高血圧症について:原因から治療、日常生活の注意点まで

血圧とは、心臓から送り出された血液が、血管の壁にかける圧力のことです。血管は密閉された空間であり、その中を血液が流れる際の「押し出す強さ」が数値として測定されます。

血圧をイメージする例えとして、「電車の中の混雑具合」があります。

  • 血圧が高い状態: 満員電車で乗客がギュウギュウに詰め込まれ、ドアや窓に強い圧力がかかっている状態。
  • 血圧が適切な状態: 適度なスペースがあり、壁への負担が少ない状態。

血圧の高さは「mmHg(ミリメートル水銀柱)」という単位で表されます。

血圧には、心臓が収縮して血液を送り出すときの「収縮期血圧(上の血圧)」と、心臓が拡張して血液を吸い込むときの「拡張期血圧(下の血圧)」があります。

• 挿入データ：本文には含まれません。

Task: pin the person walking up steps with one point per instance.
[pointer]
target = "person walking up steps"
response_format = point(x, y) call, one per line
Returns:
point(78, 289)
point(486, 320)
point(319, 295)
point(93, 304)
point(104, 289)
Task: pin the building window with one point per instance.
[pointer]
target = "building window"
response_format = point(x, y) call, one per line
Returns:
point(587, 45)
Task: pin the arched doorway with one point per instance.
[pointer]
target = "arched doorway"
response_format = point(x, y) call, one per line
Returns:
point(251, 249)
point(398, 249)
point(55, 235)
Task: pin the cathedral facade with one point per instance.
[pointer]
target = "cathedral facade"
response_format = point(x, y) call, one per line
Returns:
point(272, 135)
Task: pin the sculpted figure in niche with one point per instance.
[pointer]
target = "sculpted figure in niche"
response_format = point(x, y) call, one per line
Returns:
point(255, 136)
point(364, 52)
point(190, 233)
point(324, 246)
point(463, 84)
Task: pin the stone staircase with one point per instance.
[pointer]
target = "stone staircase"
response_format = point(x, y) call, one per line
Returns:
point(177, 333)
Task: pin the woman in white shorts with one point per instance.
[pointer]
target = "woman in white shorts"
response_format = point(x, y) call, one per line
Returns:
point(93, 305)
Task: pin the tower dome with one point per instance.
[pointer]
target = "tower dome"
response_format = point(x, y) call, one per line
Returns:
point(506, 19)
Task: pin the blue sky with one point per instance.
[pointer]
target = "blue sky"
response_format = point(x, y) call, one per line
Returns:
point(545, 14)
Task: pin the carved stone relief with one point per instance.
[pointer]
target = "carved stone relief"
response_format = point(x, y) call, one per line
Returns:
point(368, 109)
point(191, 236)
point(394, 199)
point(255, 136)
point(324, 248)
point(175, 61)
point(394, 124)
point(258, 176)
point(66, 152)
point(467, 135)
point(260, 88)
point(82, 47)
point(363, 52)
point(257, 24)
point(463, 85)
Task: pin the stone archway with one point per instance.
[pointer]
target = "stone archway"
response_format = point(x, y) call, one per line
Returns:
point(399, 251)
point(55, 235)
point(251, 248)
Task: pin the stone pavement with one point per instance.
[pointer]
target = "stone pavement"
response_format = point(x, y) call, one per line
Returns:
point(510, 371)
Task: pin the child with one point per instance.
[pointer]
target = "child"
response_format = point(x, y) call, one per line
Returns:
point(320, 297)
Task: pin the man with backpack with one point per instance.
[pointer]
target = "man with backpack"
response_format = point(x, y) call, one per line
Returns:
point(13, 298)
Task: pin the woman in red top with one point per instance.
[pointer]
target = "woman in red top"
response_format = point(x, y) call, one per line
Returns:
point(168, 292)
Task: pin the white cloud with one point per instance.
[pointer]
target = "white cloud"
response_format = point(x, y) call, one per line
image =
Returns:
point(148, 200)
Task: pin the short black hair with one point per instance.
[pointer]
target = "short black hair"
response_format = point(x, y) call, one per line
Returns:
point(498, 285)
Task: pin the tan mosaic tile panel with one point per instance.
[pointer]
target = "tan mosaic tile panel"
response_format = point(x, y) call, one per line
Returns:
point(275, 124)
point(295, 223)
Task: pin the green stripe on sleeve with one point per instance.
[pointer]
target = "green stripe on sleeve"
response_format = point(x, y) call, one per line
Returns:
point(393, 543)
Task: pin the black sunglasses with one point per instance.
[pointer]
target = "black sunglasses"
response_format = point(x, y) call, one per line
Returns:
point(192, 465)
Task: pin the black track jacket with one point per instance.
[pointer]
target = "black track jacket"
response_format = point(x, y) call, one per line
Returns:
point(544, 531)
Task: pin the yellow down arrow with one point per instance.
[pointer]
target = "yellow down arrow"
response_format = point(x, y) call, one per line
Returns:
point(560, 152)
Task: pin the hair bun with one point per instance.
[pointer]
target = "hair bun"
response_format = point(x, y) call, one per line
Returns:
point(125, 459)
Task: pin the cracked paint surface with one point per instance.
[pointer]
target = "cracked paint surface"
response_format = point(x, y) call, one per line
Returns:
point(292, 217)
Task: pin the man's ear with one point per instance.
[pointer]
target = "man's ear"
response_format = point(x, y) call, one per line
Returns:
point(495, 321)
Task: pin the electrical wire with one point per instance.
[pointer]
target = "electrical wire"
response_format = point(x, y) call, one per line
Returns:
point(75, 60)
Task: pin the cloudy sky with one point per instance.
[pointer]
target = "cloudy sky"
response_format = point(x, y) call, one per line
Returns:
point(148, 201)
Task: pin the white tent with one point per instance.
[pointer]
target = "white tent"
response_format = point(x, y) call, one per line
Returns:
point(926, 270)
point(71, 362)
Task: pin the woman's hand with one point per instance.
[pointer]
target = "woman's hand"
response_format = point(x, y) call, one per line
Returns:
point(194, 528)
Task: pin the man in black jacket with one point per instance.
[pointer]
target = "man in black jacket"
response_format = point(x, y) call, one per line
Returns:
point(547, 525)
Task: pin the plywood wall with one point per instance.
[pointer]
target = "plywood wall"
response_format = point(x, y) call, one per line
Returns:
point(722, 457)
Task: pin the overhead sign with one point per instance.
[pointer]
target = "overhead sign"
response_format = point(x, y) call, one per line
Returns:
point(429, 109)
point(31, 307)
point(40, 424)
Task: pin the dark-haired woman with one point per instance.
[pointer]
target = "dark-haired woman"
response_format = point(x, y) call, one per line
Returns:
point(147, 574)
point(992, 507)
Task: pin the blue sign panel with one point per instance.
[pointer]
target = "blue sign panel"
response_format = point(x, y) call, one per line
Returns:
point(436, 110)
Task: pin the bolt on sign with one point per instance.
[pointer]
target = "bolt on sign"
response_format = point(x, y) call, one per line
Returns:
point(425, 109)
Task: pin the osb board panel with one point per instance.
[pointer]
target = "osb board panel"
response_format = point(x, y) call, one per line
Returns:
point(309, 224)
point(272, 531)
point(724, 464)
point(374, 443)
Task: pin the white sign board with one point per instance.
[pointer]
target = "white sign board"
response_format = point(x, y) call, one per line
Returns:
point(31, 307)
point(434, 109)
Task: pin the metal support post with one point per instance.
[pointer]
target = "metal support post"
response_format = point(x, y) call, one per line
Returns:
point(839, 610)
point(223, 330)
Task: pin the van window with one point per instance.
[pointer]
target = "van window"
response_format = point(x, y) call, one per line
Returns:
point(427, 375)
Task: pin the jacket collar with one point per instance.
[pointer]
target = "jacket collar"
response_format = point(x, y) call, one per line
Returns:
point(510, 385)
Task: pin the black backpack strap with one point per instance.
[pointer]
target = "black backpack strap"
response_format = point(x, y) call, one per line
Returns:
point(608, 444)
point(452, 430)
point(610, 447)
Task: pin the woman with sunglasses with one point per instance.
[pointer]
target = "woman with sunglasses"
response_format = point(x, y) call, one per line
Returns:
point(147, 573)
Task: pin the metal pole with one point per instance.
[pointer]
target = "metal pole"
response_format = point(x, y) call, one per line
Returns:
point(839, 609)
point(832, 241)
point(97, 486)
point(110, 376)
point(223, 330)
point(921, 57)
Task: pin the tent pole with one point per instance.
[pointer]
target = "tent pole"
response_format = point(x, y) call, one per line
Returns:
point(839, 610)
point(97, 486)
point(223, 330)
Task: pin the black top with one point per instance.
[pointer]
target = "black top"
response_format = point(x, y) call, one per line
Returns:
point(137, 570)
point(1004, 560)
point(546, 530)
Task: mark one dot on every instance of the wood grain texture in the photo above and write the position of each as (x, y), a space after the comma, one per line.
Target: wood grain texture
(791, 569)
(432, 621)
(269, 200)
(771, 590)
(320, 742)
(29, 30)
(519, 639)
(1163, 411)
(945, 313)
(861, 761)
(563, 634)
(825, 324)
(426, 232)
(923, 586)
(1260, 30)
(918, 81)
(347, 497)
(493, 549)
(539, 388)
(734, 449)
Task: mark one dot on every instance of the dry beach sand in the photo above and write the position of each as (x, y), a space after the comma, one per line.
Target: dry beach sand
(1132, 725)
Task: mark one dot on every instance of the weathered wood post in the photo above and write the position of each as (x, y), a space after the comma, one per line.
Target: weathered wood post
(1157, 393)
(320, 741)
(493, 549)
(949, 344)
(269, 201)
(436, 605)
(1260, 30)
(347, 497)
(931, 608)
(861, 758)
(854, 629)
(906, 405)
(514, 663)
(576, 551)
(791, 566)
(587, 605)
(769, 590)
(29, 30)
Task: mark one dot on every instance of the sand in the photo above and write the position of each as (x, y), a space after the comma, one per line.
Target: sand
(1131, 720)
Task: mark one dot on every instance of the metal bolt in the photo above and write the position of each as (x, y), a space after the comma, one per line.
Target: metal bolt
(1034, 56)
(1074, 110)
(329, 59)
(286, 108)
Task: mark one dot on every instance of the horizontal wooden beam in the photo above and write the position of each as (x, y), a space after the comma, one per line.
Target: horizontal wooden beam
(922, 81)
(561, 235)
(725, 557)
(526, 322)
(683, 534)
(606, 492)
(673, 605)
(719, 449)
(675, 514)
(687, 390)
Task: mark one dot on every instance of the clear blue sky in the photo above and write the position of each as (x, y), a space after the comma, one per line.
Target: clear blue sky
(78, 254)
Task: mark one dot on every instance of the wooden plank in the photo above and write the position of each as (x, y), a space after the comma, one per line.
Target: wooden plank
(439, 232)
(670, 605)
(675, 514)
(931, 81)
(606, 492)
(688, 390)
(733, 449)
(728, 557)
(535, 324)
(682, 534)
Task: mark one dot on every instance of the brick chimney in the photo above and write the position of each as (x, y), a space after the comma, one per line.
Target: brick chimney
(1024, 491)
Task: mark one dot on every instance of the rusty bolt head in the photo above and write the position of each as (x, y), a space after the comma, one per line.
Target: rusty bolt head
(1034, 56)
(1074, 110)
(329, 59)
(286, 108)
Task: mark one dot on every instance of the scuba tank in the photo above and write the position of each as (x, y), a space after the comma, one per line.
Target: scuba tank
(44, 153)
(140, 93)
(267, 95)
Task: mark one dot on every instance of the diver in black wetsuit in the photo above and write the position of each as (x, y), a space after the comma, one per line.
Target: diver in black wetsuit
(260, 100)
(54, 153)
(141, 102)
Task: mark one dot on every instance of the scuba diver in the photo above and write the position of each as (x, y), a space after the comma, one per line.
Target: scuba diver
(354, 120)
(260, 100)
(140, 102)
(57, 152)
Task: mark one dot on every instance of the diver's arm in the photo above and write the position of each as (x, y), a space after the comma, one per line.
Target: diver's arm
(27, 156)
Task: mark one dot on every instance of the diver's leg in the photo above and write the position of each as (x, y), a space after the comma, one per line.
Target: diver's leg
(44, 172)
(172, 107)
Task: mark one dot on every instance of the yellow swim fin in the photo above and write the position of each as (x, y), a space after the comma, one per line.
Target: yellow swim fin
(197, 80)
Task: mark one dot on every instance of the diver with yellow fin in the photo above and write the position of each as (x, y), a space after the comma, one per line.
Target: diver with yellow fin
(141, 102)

日本高血圧学会のガイドラインでは、診察室での測定値が以下の基準を超えた場合に「高血圧症」と診断されます。

区分収縮期血圧(上)拡張期血圧(下)
正常血圧120mmHg未満かつ 80mmHg未満
高血圧症140mmHg以上または 90mmHg以上

※ご自宅で測る「家庭血圧」の場合は、135/85mmHg以上が高血圧の目安となります。

高血圧は、多くの場合自覚症状がほとんど現れません。

しかし、症状がない間も高い圧力がかかり続けることで、血管の壁は少しずつ厚く、硬くなっていきます。これを「動脈硬化」といいます。動脈硬化が進行すると、以下のような深刻な疾患のリスクが高まることが知られています。

  • 脳への影響: 脳卒中(脳梗塞、脳出血)
  • 心臓への影響: 心筋梗塞、狭心症、心不全(心臓への過度な負担による息切れなど)
  • 腎臓への影響: 慢性腎臓病、腎不全

早期に血圧をコントロールすることは、これらの将来的なリスクを軽減し、健康寿命を延ばすことにつながります。

高血圧には、大きく分けて2つのタイプがあります。

  • 本態性高血圧:日本人の高血圧の約9割を占めます。遺伝的な要因に加え、以下のような生活習慣が複雑に関与して発症します。
    • 塩分の過剰摂取
    • 肥満、運動不足
    • ストレス、睡眠不足
    • 喫煙、過度な飲酒
  • 2次性高血圧:腎臓の病気やホルモン異常など、他の疾患が原因となって血圧が上がるものです。

治療の基本はまず、生活習慣の見直しから始まります。

  1. 減塩の徹底: 日本高血圧学会では、1日6g未満を目標として推奨しています。
  2. 嗜好品の調整: 禁煙や節酒に取り組みましょう。
  3. 適正体重の維持: バランスの良い食事と適度な運動を心がけます。

生活習慣を改善して血圧がよい具合に調整できれば、それに越したことはありません。

しかし目標値に到達できない場合には、状態に合わせて「降圧薬(血圧を下げる薬)」による治療を検討します。「一度飲み始めたら一生やめられない」と不安に思われる方もいらっしゃいますが、まずは血管を守ることを第一に考え、適切な血圧管理を目指しましょう。